Un bon accord entre un plat et un vin ne relève pas d’un savoir réservé aux sommeliers. Il repose sur trois règles simples, quelques réflexes à acquérir, et une conviction que ce guide partage : le plaisir à table prime sur toute règle théorique. Voici les meilleurs accords mets et vins, organisés pour vous donner une réponse directe, que vous soyez en train de préparer un dîner ou debout devant un rayon.
🍷 L’essentiel à retenir
Équilibrer les puissances
Un plat délicat appelle un vin léger, un plat en sauce appelle un vin structuré.
Jouer similarité ou contraste
Soit les saveurs se renforcent, soit elles s’équilibrent. Les deux fonctionnent.
La sauce prime sur la viande
C’est elle qui guide le choix du vin, pas le morceau dans l’assiette.

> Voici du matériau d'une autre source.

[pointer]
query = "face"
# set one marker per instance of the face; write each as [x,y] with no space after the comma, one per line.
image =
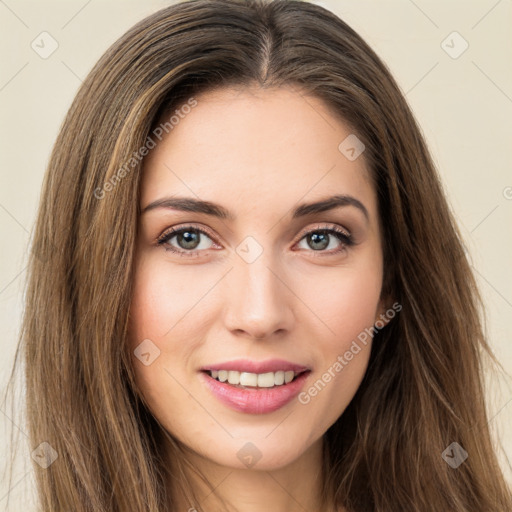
[254,287]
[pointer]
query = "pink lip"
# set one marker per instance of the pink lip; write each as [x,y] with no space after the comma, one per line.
[245,365]
[254,400]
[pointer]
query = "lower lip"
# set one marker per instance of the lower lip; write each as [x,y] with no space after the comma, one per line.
[255,400]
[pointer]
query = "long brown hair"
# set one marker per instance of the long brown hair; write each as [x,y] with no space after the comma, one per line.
[423,389]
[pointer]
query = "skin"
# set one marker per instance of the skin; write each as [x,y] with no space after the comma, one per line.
[258,153]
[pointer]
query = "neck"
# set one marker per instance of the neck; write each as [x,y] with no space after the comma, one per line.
[293,488]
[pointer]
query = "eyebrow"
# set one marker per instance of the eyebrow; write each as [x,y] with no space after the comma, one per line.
[189,204]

| Plat | Vin recommandé | Logique de l’accord |
|---|---|---|
| Huîtres | Chablis, Muscadet | Minéralité saline en écho à l’iode |
| Foie gras | Sauternes | Richesse répond à richesse |
| Saumon grillé | Pinot Noir léger | Rouge léger sur chair grasse |
| Agneau | Bordeaux rouge | Tanins et gras en équilibre |
| Fromage de chèvre | Sancerre blanc | Accord de région, acidité en miroir |
| Roquefort | Sauternes, Banyuls | Sucré contre-balance le sel et le piquant |
| Chocolat noir | Banyuls | Complémentarité absolue |
| Plat épicé | Gewurztraminer | Arômes épicés en écho, sucrosité apaisante |
Les 3 règles d’or pour réussir ses accords
Avant de chercher une appellation précise, il faut comprendre la mécanique qui rend un accord réussi. Trois principes suffisent à couvrir la grande majorité des situations. Une fois intégrés, vous n’aurez plus besoin de consulter un guide à chaque repas.
L’accord par intensité
Le principe est direct : un vin et un plat doivent avoir une puissance aromatique comparable. Un poisson blanc cuit à la vapeur, délicat et fin, sera écrasé par un Bordeaux tannique. À l’inverse, un gibier en sauce demande un vin avec de la structure, sous peine de disparaître en bouche.
Trois niveaux permettent de calibrer rapidement :
- Intensité légère : fruits de mer, poissons blancs, salades composées → blanc sec léger, rosé
- Intensité moyenne : volailles, champignons, pâtes crémeuses → blanc riche, rouge léger type Pinot Noir
- Intensité forte : viandes rouges, gibier, plats en sauce brune → rouge corsé (Bordeaux, Côtes du Rhône)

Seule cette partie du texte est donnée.